Non è però passato inosservato un articolo di Repubblica. Titolo che non ha bisogno di approfondimenti: “Quirinale, nei giorni del voto Berlusconi sarà alla sbarra per le ‘cene eleganti’”.
Dice no a Berlusconi anche l’ex ministro di Forza Italia Giuliano Urbani, tra i pionieri del partito: “Sarebbe un Presidente super partes più nell’apparenza che nella sostanza”, ha detto proprio a Repubblica. E “in questo momento storico al Paese serve una presidenza che unisce, non che divida”.
Se il nome dovesse arrivare dal centrodestra, ecco l’ipotesi di Marcello Pera, altro pioniere di Forza Italia ed ex presidente del Senato. Un articolo con cui il Corriere della Sera a inizio novembre lo lanciava, ora è tra i più letti tra i politici. Fanno ragionare, da entrambe le parti, gli ultimi passaggi, quelli dedicati agli scritti con il papa emerito Benedetto XVI pubblicati sotto il titolo “Senza radici. Europa, relativismo, cristianesimo, Islam”.
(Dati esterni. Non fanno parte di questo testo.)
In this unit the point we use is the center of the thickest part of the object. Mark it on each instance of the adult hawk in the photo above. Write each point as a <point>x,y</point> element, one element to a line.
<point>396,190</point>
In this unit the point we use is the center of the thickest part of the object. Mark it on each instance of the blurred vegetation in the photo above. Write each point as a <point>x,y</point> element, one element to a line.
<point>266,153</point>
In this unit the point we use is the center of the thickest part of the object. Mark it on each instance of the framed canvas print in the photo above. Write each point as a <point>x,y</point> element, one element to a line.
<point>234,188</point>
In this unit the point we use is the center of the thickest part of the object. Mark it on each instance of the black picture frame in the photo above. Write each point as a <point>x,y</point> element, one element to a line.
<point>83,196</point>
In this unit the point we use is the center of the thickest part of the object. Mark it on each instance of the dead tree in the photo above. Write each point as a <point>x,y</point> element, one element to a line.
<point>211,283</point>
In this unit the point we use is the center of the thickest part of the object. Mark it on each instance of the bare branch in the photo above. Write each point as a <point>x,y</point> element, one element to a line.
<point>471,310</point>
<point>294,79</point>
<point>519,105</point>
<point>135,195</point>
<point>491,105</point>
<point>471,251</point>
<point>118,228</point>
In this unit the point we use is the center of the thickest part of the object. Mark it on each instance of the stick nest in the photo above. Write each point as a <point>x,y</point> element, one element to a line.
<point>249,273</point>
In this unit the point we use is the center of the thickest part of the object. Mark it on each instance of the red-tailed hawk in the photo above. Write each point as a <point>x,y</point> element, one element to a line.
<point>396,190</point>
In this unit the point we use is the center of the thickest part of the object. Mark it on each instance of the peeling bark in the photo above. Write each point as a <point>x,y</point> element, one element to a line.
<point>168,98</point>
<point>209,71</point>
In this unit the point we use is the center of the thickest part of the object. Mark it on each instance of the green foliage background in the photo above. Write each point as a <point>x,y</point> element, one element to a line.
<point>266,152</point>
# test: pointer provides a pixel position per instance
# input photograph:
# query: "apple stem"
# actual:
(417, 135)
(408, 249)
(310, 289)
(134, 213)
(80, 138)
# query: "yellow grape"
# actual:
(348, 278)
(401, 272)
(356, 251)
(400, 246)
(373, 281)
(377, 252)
Anche nel centrosinistra c’è chi scalda i motori. Ultimo nome a circolare è quello di David Sassoli, presidente del Parlamento europeo, fatto da Tag43, il giornale diretto da Paolo Madron. C’è anche l’ipotesi Paolo Gentiloni, ex presidente del Consiglio oggi commissario europeo all’Economia, che potrebbe rappresentare la carta coperta del segretario del Partito democratico Enrico Letta.
Mancano poche settimane ormai. E all’incognita sul nome per il Quirinale se ne aggiunge un’altra: la variante Omicron che minaccia “la tenuta sanitaria del Palazzo e il quorum che può crollare di brutto”, racconta il Quotidiano nazionale.